Dans l’intimité de la haute horlogerie Louis Vuitton

PORTRAIT

English Español 中文
mars 2022


Dans l'intimité de la haute horlogerie Louis Vuitton

C’est à une production très rare, invisible en boutique, que nous avons eu accès: les collections horlogères de haute voltige de Louis Vuitton, menées par le duo Michel Navas et Enrico Barbasini. L’an dernier, le public a eu un aperçu du travail qui se déroule en coulisses lorsque la Tambour Carpe Diem a obtenu le Prix de l’Audace au Grand Prix d’Horlogerie de Genève. Visite.

C’

est en 2007 que les maîtres-horlogers Michel Navas et Enrico Barbasini, alors encore indépendants à la tête de leur bureau technique, ont commencé à collaborer avec Louis Vuitton, dont l’unité horlogère était naissante (à l’échelle de la longue histoire de cette industrie). Quatre ans plus tard, leur atelier est racheté par le géant du luxe, au service duquel ils mettront exclusivement leur savoir-faire horloger.

Nous sommes alors dans une ère, post-crise financière, de consolidation du secteur après l’explosion des créateurs indépendants au cours de la décennie 2000. Mais un duo de leur trempe et de leur caractère pourrait-il se fondre au sein d’une société de la taille de Louis Vuitton? Après tout, nombreux sont les exemples d’alliances entre groupes et indépendants qui ont tourné court dans l’histoire de l’horlogerie.

Seul le temps peut donner raison à l’authenticité et la viabilité d’une telle alliance.
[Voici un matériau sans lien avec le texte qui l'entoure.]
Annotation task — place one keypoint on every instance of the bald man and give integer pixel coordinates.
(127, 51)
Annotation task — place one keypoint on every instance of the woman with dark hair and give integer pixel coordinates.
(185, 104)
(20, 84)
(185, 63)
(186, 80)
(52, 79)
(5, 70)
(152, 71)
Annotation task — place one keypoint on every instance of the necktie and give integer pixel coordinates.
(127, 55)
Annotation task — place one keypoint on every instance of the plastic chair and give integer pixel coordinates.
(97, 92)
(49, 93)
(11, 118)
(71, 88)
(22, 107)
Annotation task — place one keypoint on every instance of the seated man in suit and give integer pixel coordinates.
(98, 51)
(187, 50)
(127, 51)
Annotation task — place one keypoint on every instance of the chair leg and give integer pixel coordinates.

Plus d’une décennie plus tard, force est de constater que la démarche a porté ses fruits: les deux créateurs sont toujours aux commandes de la Haute Horlogerie de la marque, qui s’est considérablement étoffée (à ce sujet, relire notre portrait de 2013, ndlr).

La Tambour Curve GMT Flying Tourbillon réinterprète les courbes du boîtier de la montre Tambour fondatrice de l'horlogerie Louis Vuitton, lancée en 2002 et dont les formes s'inspiraient de l'architecture des plus beaux terminaux aéroportuaires internationaux.
La Tambour Curve GMT Flying Tourbillon réinterprète les courbes du boîtier de la montre Tambour fondatrice de l’horlogerie Louis Vuitton, lancée en 2002 et dont les formes s’inspiraient de l’architecture des plus beaux terminaux aéroportuaires internationaux.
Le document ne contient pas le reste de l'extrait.